As for the actual meeting festivities, I had been warned yet was not truly prepared for the sheer volume of navy blue fabric assembled under one hotel meeting room ceiling. (If you don't believe me, check out the John Mummert image from USGA.org, left).
Nor did I realize that the meeting attracted so many powerbrokers, friends of the game and devoted volunteers along with a disturbing number of folks I recognized to be golf architects, rustlers, cut throats, murderers, bounty hunters, desperados, mugs, pugs, thugs, nitwits, halfwits, dimwits, vipers, snipers, con men, Indian agents, Mexican bandits, muggers, buggerers, bushwhackers, hornswogglers, horse thieves, bull...err I better stop there before Mel Brooks sues me. Anyway, there were just many grown men there who would never need Cialis again if George Will would just start writing about golf instead of baseball.

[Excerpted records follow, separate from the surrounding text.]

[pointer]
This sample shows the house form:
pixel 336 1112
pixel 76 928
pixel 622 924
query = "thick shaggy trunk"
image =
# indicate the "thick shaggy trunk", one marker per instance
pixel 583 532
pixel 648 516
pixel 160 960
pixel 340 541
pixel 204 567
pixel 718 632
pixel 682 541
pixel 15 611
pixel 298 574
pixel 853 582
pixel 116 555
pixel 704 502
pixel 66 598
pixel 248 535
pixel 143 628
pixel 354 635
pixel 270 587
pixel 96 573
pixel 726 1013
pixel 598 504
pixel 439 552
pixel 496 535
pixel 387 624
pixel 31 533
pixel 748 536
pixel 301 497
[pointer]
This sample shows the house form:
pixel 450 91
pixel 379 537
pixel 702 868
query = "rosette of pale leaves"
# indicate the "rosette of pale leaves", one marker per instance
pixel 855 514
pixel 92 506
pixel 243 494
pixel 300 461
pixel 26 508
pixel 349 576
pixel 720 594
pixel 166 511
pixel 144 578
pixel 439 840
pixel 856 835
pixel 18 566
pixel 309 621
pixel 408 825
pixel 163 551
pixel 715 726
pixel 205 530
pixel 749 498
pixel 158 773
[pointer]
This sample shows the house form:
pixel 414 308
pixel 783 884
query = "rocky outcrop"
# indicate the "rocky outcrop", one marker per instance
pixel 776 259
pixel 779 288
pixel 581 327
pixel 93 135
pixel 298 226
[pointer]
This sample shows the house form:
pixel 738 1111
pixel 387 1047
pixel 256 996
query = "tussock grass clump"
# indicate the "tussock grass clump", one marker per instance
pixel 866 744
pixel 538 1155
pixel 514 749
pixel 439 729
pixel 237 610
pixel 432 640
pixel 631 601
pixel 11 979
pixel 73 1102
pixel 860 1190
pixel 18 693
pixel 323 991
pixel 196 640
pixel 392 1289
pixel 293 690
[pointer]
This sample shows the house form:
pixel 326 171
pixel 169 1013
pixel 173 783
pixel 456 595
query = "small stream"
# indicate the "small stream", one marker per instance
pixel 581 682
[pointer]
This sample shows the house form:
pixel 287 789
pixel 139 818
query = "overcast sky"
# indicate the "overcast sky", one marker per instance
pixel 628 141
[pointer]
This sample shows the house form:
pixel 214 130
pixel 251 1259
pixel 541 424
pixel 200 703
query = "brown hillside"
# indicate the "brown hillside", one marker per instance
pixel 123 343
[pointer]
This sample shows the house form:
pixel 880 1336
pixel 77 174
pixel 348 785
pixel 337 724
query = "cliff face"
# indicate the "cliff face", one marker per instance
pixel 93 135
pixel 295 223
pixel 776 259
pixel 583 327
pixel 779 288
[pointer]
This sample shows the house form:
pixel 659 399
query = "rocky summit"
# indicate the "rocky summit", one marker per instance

After having to give an ovation to every outgoing and incoming Women's Committee member, and we cleared up the ballot error that left off a new XC member, elected the new officers and XC, then heard from Joe Dey Award winner Dick Rundle (pictured right, courtesy of USGA.org), who delivered a wonderfully heartfelt speech. Vernon delivered his excellent address which, other than mentioning the 14 points of course setup light three times too many to keep 14-point visionairy Walter Driver from having a total tantrum, went over well.
Dinner, for the staffers living vicariously through me at this point (how sad for you!), consisted of a nice ravioli starter, salad, chicken and chocolate cake to prepare us for O. Gordon Brewer's speech to accept the Bob Jones Award. Oddly, I was seated with, among others, Pete Bevacqua and XC member Irv Fish. There were also four others dressed as empty seats. I wonder why! Surely it couldn't been little ole me that sent another table 14 assignee and editor of a very popular golf magazine to a table far from what I thought was the prime podium view.
I was quite excited to hear Mr. Brewer actually utter words since the lone conversation I had with him at Riviera during the 1998 U.S. Senior Open consisted mostly of grunts and other mumbled phrases (lesson learned: never ask someone what they think of a course the day after they miss the cut and are stuck hanging around wearing a USGA logo on their shirt). He delivered an eloquent speech off the top of his head, with one room-squirming mention of a "downside" to the recent distance explosion. That was followed by a couple of great caddy stories, prompting Brewer to declare, "let's work together to keep the caddy as part of the game."
There were too many other fascinating conversations to mention (well, and to protect the innocent). My deepest gratitude goes out to the USGA for allowing me the privilege of attending the event, and in advance, my sympathies to those who suffer repercussions for any intentional (or otherwise) encounters with yours truly.